Benjamin jamais se adaptou aos novos tempos. Os fados o haviam dotado de dons brilhantes, mas incompatíveis com o mundo que o cercava. Tinha uma mente eclética e fascinada pelas minúcias, numa época em que a especialização e as generalizações ideológicas imperavam. Seu campo de estudo e fascínio era a vida humana: refletia com igual profundidade sobre a literatura alemã, a história dos brinquedos e a Hagadá (livro da Páscoa) judaica. Sua recusa à especialização custou-lhe a carreira acadêmica. Em 1925, tentou ganhar um diploma de livredocência na Universidade de Frankfurt com uma dissertação sobre o barroco alemão. Os caciques do departamento de letras acharam que o trabalho pouco tinha a ver com literatura e o enviaram à faculdade de filosofia. Os filósofos do instituto, por sua vez, consideraram que ali havia literatura demais e o mandaram de volta aos literatos. O século 19 saberia apreciar a figura do cavalheiro diletante, o hoje legendário homem culto, que ponderava ao sabor de sua biblioteca e podia falar sobre quase tudo sem dizer tolices – mas qual personagem seria mais ameaçador no tecnocrático século 20? Impossibilitado de lecionar, por excesso de inteligência, Benjamin passou a ganhar a vida com traduções e esporádicos artigos para jornais e revistas (o que faz dele, hoje, uma espécie de santo padroeiro dos escritores free-lancer).
Outro motivo de desentendimento entre Benjamin e sua época foi um fenômeno moderno que o próprio autor diagnosticou, em ensaios como O Narrador, de 1935: a perda da experiência coletiva. Para Benjamin, as sociedades baseadas no artesanato viviam num tempo lento e orgânico, ritmado pelos trabalhos manuais, um tempo em que as experiências individuais podiam sedimentar- se e transmitir-se gradualmente em tradições compartilhadas, como as formações minerais que se depositam gota a gota.

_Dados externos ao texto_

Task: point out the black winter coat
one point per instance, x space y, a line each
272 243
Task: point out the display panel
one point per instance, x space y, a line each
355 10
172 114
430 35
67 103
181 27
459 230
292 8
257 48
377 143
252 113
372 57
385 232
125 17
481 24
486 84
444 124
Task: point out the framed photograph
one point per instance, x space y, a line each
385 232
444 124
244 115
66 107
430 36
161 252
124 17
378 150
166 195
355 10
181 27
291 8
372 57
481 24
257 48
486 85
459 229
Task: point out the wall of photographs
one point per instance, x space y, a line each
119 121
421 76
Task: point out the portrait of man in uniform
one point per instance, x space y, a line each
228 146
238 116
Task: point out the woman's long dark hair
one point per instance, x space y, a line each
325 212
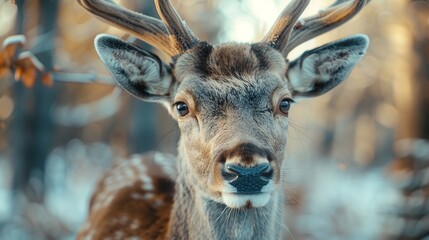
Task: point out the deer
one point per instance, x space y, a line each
231 102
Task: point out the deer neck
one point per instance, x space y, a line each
196 217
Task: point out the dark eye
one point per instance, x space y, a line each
285 105
182 109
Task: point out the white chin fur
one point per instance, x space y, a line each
241 200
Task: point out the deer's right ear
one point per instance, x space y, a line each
139 72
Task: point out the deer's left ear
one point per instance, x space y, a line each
319 70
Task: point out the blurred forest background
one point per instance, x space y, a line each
62 122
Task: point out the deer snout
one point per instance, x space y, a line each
248 180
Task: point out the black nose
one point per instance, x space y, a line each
248 180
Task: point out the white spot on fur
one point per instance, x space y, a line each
135 224
165 161
240 200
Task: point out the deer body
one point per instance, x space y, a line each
231 102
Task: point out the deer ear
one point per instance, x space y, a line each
319 70
139 72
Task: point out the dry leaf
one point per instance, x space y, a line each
27 67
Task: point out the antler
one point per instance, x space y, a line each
288 32
182 37
149 29
278 35
335 15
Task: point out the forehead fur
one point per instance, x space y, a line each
227 60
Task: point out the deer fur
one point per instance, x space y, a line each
235 99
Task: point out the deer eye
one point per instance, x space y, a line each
285 105
182 109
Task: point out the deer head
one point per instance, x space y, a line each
231 100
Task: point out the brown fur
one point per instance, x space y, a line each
133 211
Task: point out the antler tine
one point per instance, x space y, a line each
335 15
149 29
181 36
278 36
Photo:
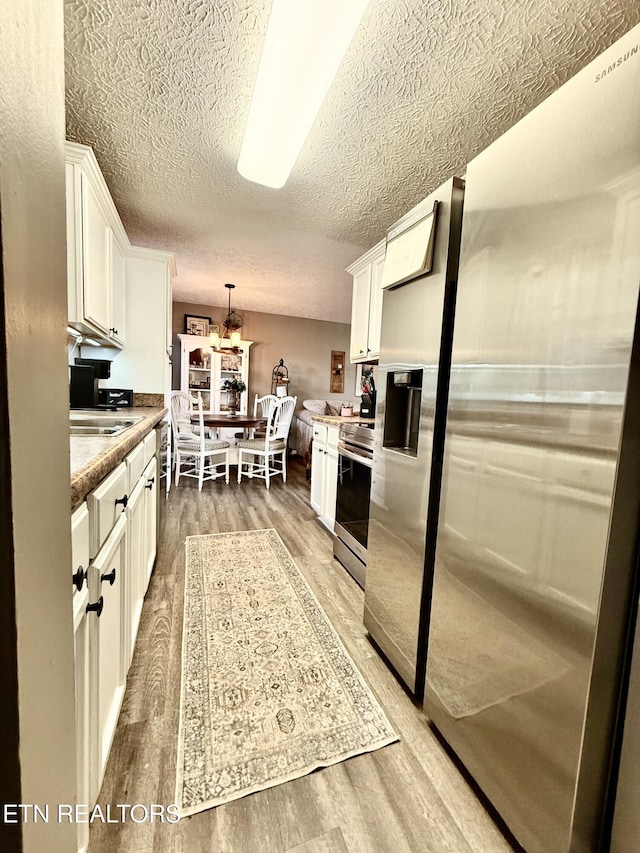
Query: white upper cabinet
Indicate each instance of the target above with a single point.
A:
(366, 304)
(145, 362)
(96, 248)
(118, 291)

A civilização industrial havia esfacelado esse mundo feito de vagar, memória e contemplação. No século 20, os acontecimentos passaram a se amontoar de forma tão veloz que a mente humana se tornou impermeável à realidade. Desnorteado, desprovido daquele senso de pertença que era tão natural aos artesãos de outrora, o homem industrial estava condenado a ser o fragmento de um quebra-cabeça cuja forma não percebia. “Por isso, parecemos estar perdendo uma faculdade que antes nos parecia segura e inalienável”, escreve Benjamin, “a faculdade de intercambiar experiências”.
Em poucos lugares do mundo, essas mudanças eram tão notáveis quanto na Alemanha dos anos 1930, que vivia uma industrialização galopante, acompanhada pela corrida armamentista e pela ascensão do nazismo. Em 1933, Benjamin trocou Berlim por Paris, que então era o porto seguro dos desajustados e dos boêmios. Lá, viveu alguns dos anos mais felizes de sua vida. Mesmo no agitado coração do século 20, Paris continuava sendo “capital do século 19”. Flanando por seus bulevares em peregrinações diárias, Benjamin conseguia reencontrar o que mais lhe fazia falta no turbilhão moderno: o sabor da lentidão, que é a face amena e modesta da eternidade.
Mas esse idílio acabou em 1939. Em agosto daquele ano, o ditador soviético Joseph Stalin assinou um pacto de não agressão com Hitler – o que lançou boa parte dos intelectuais marxistas da Europa num estado de perplexidade incrédula. Dois me- ses depois, os nazistas invadiam a Polônia, dando início à Segunda Guerra Mundial. E foi sob o choque desses acontecimentos que Benjamin pôs-se a redigir, no início de 1940, um de seus textos mais pungentes: as curtas, melancólicas e eloquentes Teses sobre o Conceito de História, último escrito que completou antes de morrer.